We just upgraded to an Epson 1400 printer with artainium inkfor dye sublimation. When we print a photo it prints excellent.The colors are correct. When we make a design for a ball shirt in Corel, and print it, it comes out purple. Whe have the ICC profiles installed that we were suppose to use with the ink. Anybody else have this problem, or any suggestions?


----------



## 8th Day (Jan 16, 2009)

jan52 said:


> We just upgraded to an Epson 1400 printer with artainium inkfor dye sublimation. When we print a photo it prints excellent.The colors are correct. When we make a design for a ball shirt in Corel, and print it, it comes out purple. Whe have the ICC profiles installed that we were suppose to use with the ink. Anybody else have this problem, or any suggestions?

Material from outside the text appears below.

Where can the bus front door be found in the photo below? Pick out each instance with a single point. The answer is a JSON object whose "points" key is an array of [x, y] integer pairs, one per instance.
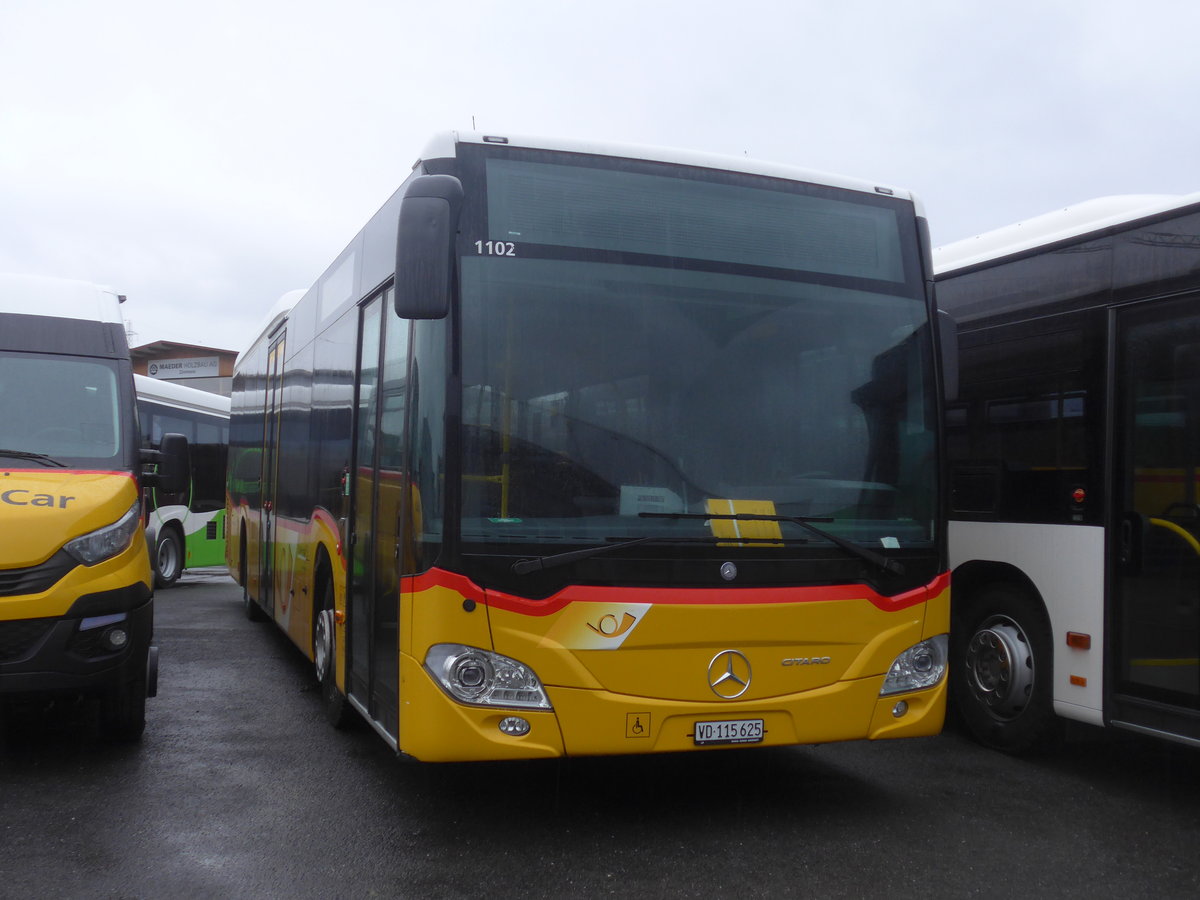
{"points": [[1155, 676], [373, 609], [268, 589]]}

It shows up purple on the printed sheet or after sublimation? Some deep blues look purplish on the paper before sublimating.


----------



## BGSSUB (Oct 17, 2008)

Blues are the most notorious for matching a given sample and for results similar to a printed version. Over the couple of years I've been doing sublimation, it has taken "playing" with profiles to get matches for actual navy blue, dark navy and other various shades of blue for the area schools businesses we do work for. What you see on screen and what actually transfers after exposure to heat can be two totally different colors. I have a "cheater" shirt with color swatches pressed so that I can match as closely as possible a given sample before actually pressing on the final shirts. It may look weird on screen or even on the transfer paper, but I know when I press to the shirt it will then be the correct color I was intending. I use the Sublijet ColorSure palettes, but I have also pressed various "PMS" colors to material swatches, as with the ColorSure utilities one can turn off the ColorSure matching if something doesn't quite match up.


----------



## PositiveDave (Dec 1, 2008)

Profiles are specific for inks, cloth and processing conditions, i.e. different cloths will accept dyes in different proportions and may give a different colour with the same dye, acidity for example.
Pressing for different times at different temperatures will also affect the appearance.
You need to profile for that cloth at that process condition.
If you need spot colours accurate you can also use a colour atlas.


----------



## jan52 (Sep 18, 2007)

Thanks to both answers. We are trying to get royal blue. We have been printing small samples. Will keep trying. Also found our profiles weren't installed right and it wasn't using them.


----------



## PositiveDave (Dec 1, 2008)

Well that answers the question, if you use a profile - is it OK?


----------